Por outro lado, a idéia que tenha ou que se venha a ter da realidade nacional, nos diversos escalões é inerente a função militar, principalmente nos altos escalões. Mas, eu não disse que isso justifica ou motiva intervenções ou dá sentido à MISSÃO no campo político aos militares. E, sim, que, como componente militar do poder nacional, não há como afastá-los do processo decisório de Governos (do Estado, portanto) naquilo que diz respeito a sua MISSÃO. Até porque eles existem para isso. Para ser o instrumento militar do Estado.

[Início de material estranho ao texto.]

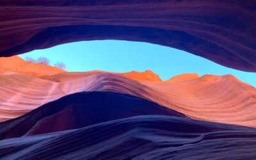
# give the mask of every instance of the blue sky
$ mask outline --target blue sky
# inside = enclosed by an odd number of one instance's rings
[[[256,86],[256,74],[229,68],[173,48],[152,44],[121,40],[93,40],[60,45],[19,55],[45,56],[52,64],[66,63],[68,71],[100,70],[117,72],[151,70],[163,80],[184,74],[232,74]]]

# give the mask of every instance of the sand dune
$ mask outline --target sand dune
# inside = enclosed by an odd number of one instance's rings
[[[129,95],[81,92],[0,123],[0,139],[77,129],[109,120],[147,115],[184,117],[175,111]]]
[[[255,159],[256,129],[177,116],[133,116],[0,141],[3,159]]]

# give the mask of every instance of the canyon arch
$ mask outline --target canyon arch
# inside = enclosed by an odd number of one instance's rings
[[[256,72],[256,1],[3,0],[0,56],[92,40],[145,42]]]

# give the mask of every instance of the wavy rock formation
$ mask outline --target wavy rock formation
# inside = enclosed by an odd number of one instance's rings
[[[160,115],[0,141],[4,159],[255,159],[256,129]]]
[[[141,97],[195,119],[256,127],[256,89],[232,76],[186,74],[160,81],[151,77],[136,80],[138,74],[132,77],[134,72],[123,74],[129,78],[100,71],[63,72],[41,78],[4,75],[9,83],[13,79],[22,83],[0,85],[4,95],[0,101],[1,120],[22,115],[67,95],[100,91]]]
[[[2,0],[0,56],[92,40],[146,42],[256,71],[250,0]]]

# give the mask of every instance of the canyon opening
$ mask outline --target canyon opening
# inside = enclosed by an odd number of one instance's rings
[[[0,2],[0,159],[255,159],[256,3]]]

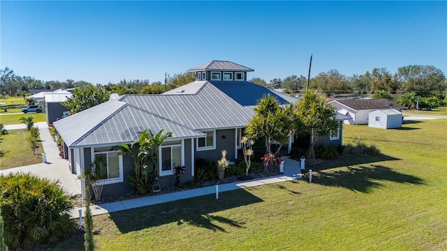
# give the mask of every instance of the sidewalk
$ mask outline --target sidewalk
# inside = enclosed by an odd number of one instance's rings
[[[290,159],[287,157],[283,158],[284,160],[284,174],[272,177],[258,178],[251,181],[238,181],[230,183],[219,185],[219,194],[223,192],[252,188],[258,185],[273,184],[283,181],[290,181],[295,179],[301,178],[301,170],[300,162]],[[98,215],[104,213],[117,212],[123,210],[136,208],[139,207],[152,206],[166,202],[174,201],[179,199],[189,199],[192,197],[214,195],[216,193],[216,186],[209,186],[196,189],[190,189],[184,191],[179,191],[160,195],[147,196],[141,198],[105,203],[99,205],[90,206],[92,215]],[[219,196],[221,196],[219,195]],[[223,195],[225,196],[225,195]],[[71,211],[72,218],[79,218],[79,209],[82,209],[82,216],[85,215],[85,208],[75,207]]]
[[[7,174],[15,172],[31,172],[40,177],[52,180],[59,179],[61,181],[61,185],[68,193],[80,194],[80,181],[78,179],[76,175],[71,174],[67,161],[59,155],[57,145],[50,135],[48,126],[45,122],[38,122],[36,124],[39,128],[43,151],[47,154],[47,162],[10,168],[0,171],[0,174]],[[17,128],[19,125],[10,126],[13,126],[15,128]]]

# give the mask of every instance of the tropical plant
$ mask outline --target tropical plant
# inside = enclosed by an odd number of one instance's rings
[[[70,211],[75,203],[60,185],[36,175],[0,175],[0,208],[5,222],[3,236],[13,249],[54,243],[75,229]]]
[[[28,130],[29,130],[29,129],[31,129],[31,128],[32,128],[34,126],[34,119],[31,116],[27,116],[26,118],[22,117],[19,119],[19,121],[25,124],[25,126],[27,126],[27,129]]]
[[[184,174],[185,169],[186,167],[182,165],[176,165],[175,167],[174,167],[174,170],[173,171],[173,174],[175,176],[174,185],[177,187],[180,186],[180,176]]]
[[[95,249],[94,242],[93,241],[93,218],[91,217],[91,210],[90,210],[90,204],[91,202],[91,196],[90,196],[90,190],[87,189],[85,192],[85,223],[84,230],[84,247],[85,251],[93,251]]]
[[[95,201],[101,200],[104,181],[108,178],[107,173],[107,160],[102,155],[96,155],[94,160],[90,164],[90,169],[84,171],[80,178],[85,178],[91,187],[95,195]]]
[[[228,167],[228,161],[226,160],[226,151],[221,151],[222,158],[217,162],[217,171],[219,172],[219,179],[223,181],[225,176],[225,169]]]
[[[296,106],[297,116],[302,123],[301,130],[295,128],[296,132],[311,135],[306,153],[307,159],[315,158],[314,145],[316,139],[328,135],[339,127],[339,122],[335,120],[335,109],[327,101],[325,96],[307,91]]]
[[[8,251],[8,246],[5,243],[4,234],[4,226],[5,224],[3,220],[3,216],[1,216],[1,207],[0,207],[0,250]]]
[[[245,175],[249,175],[249,169],[251,165],[251,155],[254,153],[253,151],[253,145],[254,144],[254,140],[249,139],[248,137],[244,136],[240,140],[241,146],[242,147],[242,154],[244,155],[244,161],[247,165],[245,169]]]
[[[296,120],[293,107],[291,104],[288,107],[282,108],[273,96],[264,96],[258,100],[258,105],[254,109],[254,115],[245,131],[251,139],[265,139],[267,153],[272,152],[274,141],[279,142],[274,154],[279,153],[293,132]]]

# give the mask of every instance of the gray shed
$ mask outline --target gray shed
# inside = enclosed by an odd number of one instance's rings
[[[369,112],[368,126],[376,128],[400,128],[402,126],[402,114],[394,109],[381,109]]]

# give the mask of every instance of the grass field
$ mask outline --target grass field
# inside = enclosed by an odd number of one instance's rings
[[[303,180],[94,218],[98,250],[446,250],[447,120],[399,130],[346,126],[344,140],[383,155],[347,156]],[[50,250],[82,250],[82,236]]]
[[[404,110],[403,113],[412,114],[416,114],[416,113],[419,114],[423,115],[437,115],[437,116],[447,116],[447,107],[439,107],[437,109],[434,109],[432,111],[425,111],[425,110],[419,110],[416,111],[416,109],[411,110]]]
[[[29,132],[27,130],[10,130],[7,135],[0,135],[0,170],[37,164],[42,162],[42,144],[38,142],[38,157],[27,142]]]
[[[20,120],[22,117],[32,116],[34,118],[34,123],[45,122],[46,121],[45,114],[44,113],[29,112],[22,114],[0,114],[0,123],[3,125],[13,125],[22,123]]]

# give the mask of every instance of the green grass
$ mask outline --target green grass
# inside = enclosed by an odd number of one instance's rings
[[[0,135],[0,169],[37,164],[42,162],[42,144],[38,142],[38,157],[29,147],[27,130],[10,130],[7,135]]]
[[[383,155],[347,156],[303,180],[95,216],[98,250],[447,250],[447,119],[399,130],[346,126],[344,140]],[[73,237],[50,250],[82,249]]]
[[[44,113],[30,112],[22,114],[0,115],[0,123],[3,125],[19,124],[22,123],[20,121],[20,118],[27,117],[29,116],[34,118],[34,123],[46,121],[45,114]]]
[[[416,109],[404,110],[403,113],[416,114],[416,113],[423,115],[436,115],[436,116],[447,116],[447,107],[441,107],[437,109],[434,109],[431,111],[419,110]]]

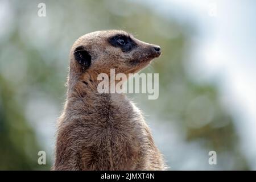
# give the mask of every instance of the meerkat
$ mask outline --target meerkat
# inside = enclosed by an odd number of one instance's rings
[[[123,94],[97,91],[101,73],[134,73],[160,54],[160,47],[123,31],[93,32],[75,42],[52,169],[166,169],[140,110]]]

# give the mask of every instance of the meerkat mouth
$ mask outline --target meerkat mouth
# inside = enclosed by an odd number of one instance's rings
[[[143,57],[142,57],[142,59],[132,60],[129,61],[129,63],[133,65],[147,64],[154,60],[155,58],[159,57],[160,55],[160,52],[147,55],[143,55]]]

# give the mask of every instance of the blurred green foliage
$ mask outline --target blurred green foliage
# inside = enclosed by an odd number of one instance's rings
[[[220,162],[219,169],[248,168],[232,119],[220,105],[214,86],[196,84],[186,73],[184,56],[196,32],[193,24],[180,24],[134,1],[43,1],[47,16],[42,18],[37,15],[40,1],[7,3],[9,23],[0,43],[0,169],[49,169],[49,162],[38,164],[37,153],[44,146],[48,147],[46,150],[53,149],[51,144],[39,142],[36,125],[29,121],[35,113],[28,112],[27,106],[31,99],[47,96],[60,110],[71,46],[83,34],[106,29],[124,30],[162,48],[162,56],[143,71],[159,73],[159,99],[139,96],[135,100],[146,113],[156,115],[158,125],[166,125],[161,121],[167,121],[179,125],[185,142],[203,140],[205,151],[214,149],[232,156],[233,164]],[[47,114],[47,110],[39,111]],[[55,119],[51,122],[55,125]],[[159,147],[164,154],[168,152]],[[183,152],[189,155],[189,151]],[[168,156],[168,164],[179,169]]]

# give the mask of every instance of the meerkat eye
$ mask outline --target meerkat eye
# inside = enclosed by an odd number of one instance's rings
[[[118,38],[117,39],[117,42],[118,43],[118,44],[119,44],[120,45],[125,45],[127,44],[127,42],[126,42],[125,40],[123,40],[123,38]]]

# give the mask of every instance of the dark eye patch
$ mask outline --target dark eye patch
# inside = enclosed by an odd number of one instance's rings
[[[109,43],[114,47],[119,47],[123,52],[129,52],[137,46],[130,36],[125,35],[117,35],[110,38]]]

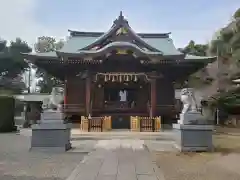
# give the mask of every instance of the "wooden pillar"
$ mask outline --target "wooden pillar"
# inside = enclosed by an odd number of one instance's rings
[[[86,78],[86,116],[91,114],[91,78]]]
[[[64,105],[68,103],[68,84],[67,84],[67,77],[65,77],[64,81]]]
[[[157,96],[156,96],[156,79],[151,79],[150,82],[151,85],[151,111],[150,111],[150,117],[156,116],[156,102],[157,102]]]

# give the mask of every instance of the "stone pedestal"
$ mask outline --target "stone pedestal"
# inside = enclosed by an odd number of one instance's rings
[[[41,120],[32,126],[31,151],[65,152],[71,148],[71,124],[62,117],[58,111],[41,114]]]
[[[178,124],[195,124],[199,120],[203,121],[202,114],[198,111],[190,111],[180,114],[180,120],[178,120]]]
[[[182,151],[212,151],[212,125],[173,124],[175,145]]]

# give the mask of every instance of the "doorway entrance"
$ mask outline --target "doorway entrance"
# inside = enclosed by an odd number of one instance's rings
[[[130,129],[130,116],[112,116],[112,129]]]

Ainda sobre a missão, disfuncionalidade e carência de meios:
ALLB-RE – Bem, usemos as mesmas colocações, ainda que sem certas pinceladas de ironia. Por certo, os meios são aqueles necessários à MISSÃO, conforme a defina o Estado (em consonância com a Vontade Nacional, essa estranha componente macrométrica de poder nacional, tão confusa entre os brasileiros). Certamente não são os que devem ser mostrados nas paradas, nem diante de índios ou ONGs ou mesmo diante de certas inflexões de projetos de poder de ideologias em confronto. Comunismo e democracia, capitalismo e socialismo, etc. Cabe, sim, a pergunta: – Quais as funções do Estado? Nelas, quais são necessárias a intervenção do poder militar? Para cada função do Estado em que seja necessário o uso do poder militar, será necessário que o Estado quantifique e qualifique os meios necessários que deve equipá-lo para que cumpram a função do Estado, com parte genética que é dele.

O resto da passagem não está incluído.